Law firms have been using premise-based legal software for many years now. Then, about a decade ago, along came the much more convenient, affordable, and flexible cloud-based legal software tools. In the early years, lawyers weren’t sure whether it was ethically permissible for them to use cloud computing tools, but over time, it’s become quite clear that cloud-based legal software is a viable, secure option for law firms of all sizes.
Some of the first jurisdictions weighed in on the ethics of cloud computing use by lawyers nearly 10 years ago. Since then, more than 20 other states have concluded that cloud-based legal software, such as legal practice management software, is permissible for lawyers to use in their practices. The most recent state to weigh in on this issue was Texas.
In September 2018, in Opinion 680, the Professional Ethics Committee for the State Bar of Texas considered whether Texas lawyers may “use cloud-based client data storage systems or use cloud-based software systems for the creation of client-specific documents where confidential client information is stored or submitted to a cloud-based system.”
At the start of the opinion, the Committee provided an overview of cloud computing use by lawyers, and concluded that over the years, its use has become commonplace: “Cloud-based electronic storage and software systems are in wide use among the general public and lawyers.”

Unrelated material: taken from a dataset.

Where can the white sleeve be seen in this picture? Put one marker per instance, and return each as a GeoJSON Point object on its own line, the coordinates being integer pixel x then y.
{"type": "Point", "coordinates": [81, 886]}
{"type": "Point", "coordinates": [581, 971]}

Next, the Committee explained that online communication and data storage systems are no different than any other type of offline systems used for communication or document storage. That’s why the Committee aptly concluded that no matter what tools law firms use—there’s no such thing as absolute security, regardless of where your law firm’s information is stored. Instead, the reasonable security standard applies:
“While wide usage of an information storage method or software document creation system is not, in itself, justification for its use by lawyers, alternative methods of information storage and document preparation also have an inherent risk of disclosure or misuse—just as a privileged letter to a client through the U.S. Postal Service (versus transmission through email) can be intercepted or accessed by third parties and a client’s file in a lawyer’s office may be susceptible to access or disclosure by unauthorized parties without the lawyer ‘knowingly’ revealing that information.”
The Committee addressed the reasonable security standard, explaining that whenever a third party handles your law firm’s confidential client data—whether it’s an offline provider like a process server or an online provider such as a cloud-based legal software platform—lawyers have an ethical obligation to thoroughly vet the third-party vendor. Certainly, the questions asked will vary depending on the services that the third party provider offers, but the general thrust of the questions remains the same. Ultimately, lawyers have an obligation to understand who has access to your firm’s data, how it will be handled, and what steps will be taken to prevent its access by unauthorized third parties.
When it comes to digital law firm data, the Committee highlighted some of the “reasonable precautions” that lawyers must take when vetting a cloud computing provider. Issues to cover include:
- Acquiring a general understanding of how cloud technology works
- Reviewing the “terms of service” to which the lawyer submits when using a specific cloud-based provider just as the lawyer should do when choosing and supervising other types of service providers
- Learning what protections already exist within the technology for data security
- Determining whether additional steps, including but not limited to the encryption of client confidential information, should be taken before submitting that client information to a cloud-based system
- Remaining alert as to whether a particular cloud-based provider is known to be deficient in its data security measures or is or has been unusually vulnerable to “hacking” of the stored information
- Training for lawyers and staff regarding appropriate protections and considerations
The Committee acknowledged that the benefits of cloud computing were many and that as long as lawyers sufficiently vet third party cloud-based software providers, the use of cloud-based legal software by lawyers does not violate ethical regulations: “Considering the present state of technology, its common usage to store confidential information, and the potential cost and time savings for clients, a lawyer may use cloud-based electronic data systems and document preparation software for client confidential information.”
With this opinion, Texas joins the ranks of many other jurisdictions and green lights the use of cloud-based legal software by Texas lawyers.